By Howard Tsumura,
Vancouver Province
You can’t, as Brad Newman explains, have any better training ground as a linebacker than to grow up as the youngest of four brothers, each separated in age by a year.
“We fought for clean underwear. We fought for clean socks. Pretty much everything was a fight,” laughs UBC’s fifth-year defensive guru of the tenacious tackles and hellacious hits that were commonplace growing up with brothers Ryan, Brent and Kevin.
So when No. 10-ranked UBC (3-2) takes to the field tonight (7 p.m., AM 730) at Swangard Stadium against the crosstown rival Simon Fraser Clan (0-5), expect Newman — as always — to come out charging like there’s fresh laundry in the basket.
After all, when you’ve been thrown into the vicious spin-cycle of injuries and refused to let the frays impede your way, there is a satisfaction that comes from knowing you refused to fold. Not from a season-ending knee injury in 2000 with the junior Tri-City Bulldogs, and not from the pelvic injury that claimed his 2004 season at UBC.
“I think each of my brothers had their own characteristics and that really helped me because I took something from each of them,” says Newman of the collected wrinkles that have become a part of his wash-and-wear persona. “They helped me develop my own personality.”
In old-school terminology, Newman hits, and hits hard. Old timers will tell you he plays the game the right way.

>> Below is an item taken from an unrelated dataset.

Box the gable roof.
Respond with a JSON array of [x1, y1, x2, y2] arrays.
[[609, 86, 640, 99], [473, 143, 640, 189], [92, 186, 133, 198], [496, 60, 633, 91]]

Yet he also plays with a New Age twist.
As the 1999 grad of Burnaby’s St. Thomas More Collegiate began to come into his own at UBC, he entered the 2003 season ready to step into the shoes of CFL-bound linebacker Javy Glatt. Newman now explains that he knew he wasn’t feeling quite right, but that he foolishly decided to play through his pelvic pain, which he endured for an entire 0-8 season.
“I knew I had the injury but I didn’t know the full ramifications of it and basically, it just destroyed me,” explains Newman, a geography major whose team-leading 31 solo tackles had him fifth overall in the Canada West prior to play last weekend.
Newman was suffering from osteitis pubis, the same injury that shelved former Canucks’ winger Trent Klatt. His road to recovery came through noted physiotherapist Randy Celebrini and a physical warmup routine he does before every game and practice.
“There’s a lot of talk of what it looks like,” smiles Newman of the warm-up, which is a little bit hidden tiger and a little bit crouching dragon.
“It gets my core muscles firing, and because of my injury, it warms up my hips and my pelvis and keeps everything fluid.”
Quite a change from his days as a prep star at St. Thomas More?
“Back then, I was all about whose lights I was going to knock out and who I could run into,” Newman admits, casting an eye towards what he hopes will be a CFL future like his friend and former teammate Glatt.
“I would hate to do all this work and have it fall short. I definitely want to extend my career into the CFL and see what else life brings.”